Depuis que Véronique s’en était allée, il y avait dans la maison une odeur âcre et P’tit’hom n'aimait pas cela. Il aurait juré qu’elle venait de la cave et comme il n’aimait pas trop le noir, il n’aimait pas trop la cave et tout ce qui s’y passait.

Véronique avait parfois dit, laisse-le, il est en bas, il travaille ! en fait, P’tit’hom ne savait même pas ce que son père faisait en bas. La cave était le seul endroit interdit de la maison. Son domaine comprenait tout sauf cette cave. Parfois quand son père le laissait aller dehors, il allait le long du mur de la cave dans le jardin. Il y avait une petite fenêtre abattante d’où, le soir, s’échappait une vive lumière et puis, il y avait toujours cette odeur spéciale, une odeur forte, qui ressemblait à du pop-corn grillé qu’on aurait plongé dans du vinaigre, le père un jour avait appelé cela formol.

Oui, c'était cela, le formol empestait la maison. Même sa chambre ! P’tit’hom avait l'impression parfois qu’il sentait aussi le pop-corn grillé.

La cave. Il n'y était allé qu'une seule fois dans sa vie.

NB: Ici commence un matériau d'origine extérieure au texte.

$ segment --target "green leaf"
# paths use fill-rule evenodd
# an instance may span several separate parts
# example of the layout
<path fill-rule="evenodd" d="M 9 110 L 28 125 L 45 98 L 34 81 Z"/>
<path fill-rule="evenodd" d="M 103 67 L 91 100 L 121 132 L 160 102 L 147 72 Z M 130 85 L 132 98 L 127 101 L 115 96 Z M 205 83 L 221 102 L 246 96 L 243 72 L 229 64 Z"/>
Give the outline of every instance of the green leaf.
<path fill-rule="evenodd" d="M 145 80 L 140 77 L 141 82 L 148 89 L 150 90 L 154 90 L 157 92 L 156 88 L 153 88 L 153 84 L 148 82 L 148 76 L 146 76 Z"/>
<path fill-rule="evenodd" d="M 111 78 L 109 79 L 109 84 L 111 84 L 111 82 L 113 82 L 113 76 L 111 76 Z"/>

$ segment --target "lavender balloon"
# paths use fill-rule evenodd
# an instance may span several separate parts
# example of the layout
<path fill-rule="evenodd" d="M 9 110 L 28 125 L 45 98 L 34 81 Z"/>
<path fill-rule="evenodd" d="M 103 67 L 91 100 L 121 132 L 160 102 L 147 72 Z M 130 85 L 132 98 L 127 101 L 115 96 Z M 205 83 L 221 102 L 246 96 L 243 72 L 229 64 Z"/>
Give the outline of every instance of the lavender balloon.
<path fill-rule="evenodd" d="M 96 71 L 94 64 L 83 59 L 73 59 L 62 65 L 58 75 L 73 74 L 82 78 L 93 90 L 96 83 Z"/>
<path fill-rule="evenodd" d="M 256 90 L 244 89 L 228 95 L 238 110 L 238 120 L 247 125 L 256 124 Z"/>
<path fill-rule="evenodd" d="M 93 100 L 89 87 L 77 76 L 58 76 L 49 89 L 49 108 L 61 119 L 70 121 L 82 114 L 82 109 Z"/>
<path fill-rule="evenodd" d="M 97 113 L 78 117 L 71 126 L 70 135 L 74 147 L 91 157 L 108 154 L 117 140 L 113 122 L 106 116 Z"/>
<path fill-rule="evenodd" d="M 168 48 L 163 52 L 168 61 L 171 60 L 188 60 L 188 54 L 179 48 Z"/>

Une seule et unique fois. C'était, il y a longtemps, à l'époque où son père aimait jouer avec lui et laissait parfois les gens de côté. Des gens, il y en avait beaucoup dans la cave. Beaucoup qui entraient dans des sacs noirs, parfois blancs. Ils ne ressortaient pas tous et ceux-là, uniquement dans des coffres en sapins qui sentaient eux aussi le formol. Certains même avaient l'odeur de viande pourrie. L'odeur de la terre mêlée à de la chair morte. A cause de cela, P’tit’hom ne voulait plus enterrer les objets qu’il souhaitait cacher.

P’tit’hom entendit son père remonter l'escalier de la cave et claquer la porte. Subitement l'odeur s'était répandue dans toute la maison et P’tit’hom manqua vomir. Son père ne semblait pas content. Il le sentait tendu. Cela arrivait parfois quand d’autre gens entraient dans la cave. De ces gens là, avaient été accompagnés cet après-midi par d'autres, qui eux, ne sentaient pas l'os pourri. Ces gens-là étaient normaux. L'autre par contre, était identique aux autres.

Son père et les autres gens avaient parlé très longtemps et ne s'étaient même pas occupé de lui. Il ne savait pas très bien de quoi il s’était s’agit, il faut dire qu’il comprenait assez mal le langage qu’il trouvait compliqué. Il comprenait parfois les conversations. Surtout celle où l'on parlait de lui ou même de nourriture. Les conversations sont parfois marrantes. Parfois violentes comme celle de la semaine dernière. P’tit’hom n'avait pas tout compris. Il y avait eu une femme à la maison. Elle était très belle puisque son père avait eu l’air très excité. Ils avaient mangé ensemble, elle et lui, sans penser à lui, et alors qui avait eu un malaise ? ils avaient fait un bouche à bouche, la femelle avait montré des documents à son père. C'était à cause de ces documents que le ton était monté. Son père s'était même battu avec la femelle et celle-ci était partie en claquant la porte.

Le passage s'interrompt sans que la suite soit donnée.